As generative artificial intelligence booms, tech companies are looking for training data to improve their models — and some are taking it without permission.
Apple, Nvidia and Anthropic are among the tech companies that have been recognized as having AI models trained with captions from tens of thousands of YouTube videos despite the platform rules against downloading and using its content without permissionaccording to a Proof News investigation co-published with Wired.
The investigation found that the companies used a dataset called YouTube Subtitles that included transcripts of 173,536 YouTube videos from more than 48,000 channels. The videos in the dataset range from educational channels like Khan Academy and MIT, to news sites like The Wall Street Journal, to some of the platform’s top creators like MrBeast and Marques Brownlee.
“Apple has obtained data for its AI from multiple companies,” Brownlee wrote in a publish on X “One of them scraped tons of data/transcripts from YouTube videos, including mine.”
Brownlee added that while “Apple technically avoids ‘fault’ here because they’re not the ones recovering the data,” “this is going to be an evolving issue for a long time.”
Proof News also created a tool for creators to search for their content in the dataset, which included a handful of videos from Quartz. The YouTube captions dataset does not include images from videos, but does include some captions translated into languages such as German and Arabic.

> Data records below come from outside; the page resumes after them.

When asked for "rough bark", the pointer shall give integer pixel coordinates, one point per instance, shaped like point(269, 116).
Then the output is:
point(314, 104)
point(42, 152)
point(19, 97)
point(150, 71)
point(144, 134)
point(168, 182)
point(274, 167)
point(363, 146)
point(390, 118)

The dataset was created by Eleuther AI, “a nonprofit AI research lab” that is focused on “promote open scientific standards,” and is part of a compilation of documents from elsewhere, including the European Parliament and the English Wikipedia, called the Stack, according to Proof News.
“The Pile dataset mentioned in the research paper was formed in 2021 for academic and research purposes,” a spokesperson for Salesforce, one of the companies named in the investigation for using the dataset, said in a statement shared with Quartz. “The dataset was publicly available and released under a permissive license.”
Neither Apple, Nvidia nor Anthropic immediately responded to a request for comment.
In April, YouTube CEO Neal Mohan told Bloomberg that companies using YouTube videos, including transcripts or video clips, to train AI models such as OpenAI’s text-to-video generator, Sora, would be a “flagrant violation” of the platform’s policies. However, the New York Times reported days later that OpenAI had transcribed over a million hours of YouTube videos to train its GPT-4 model.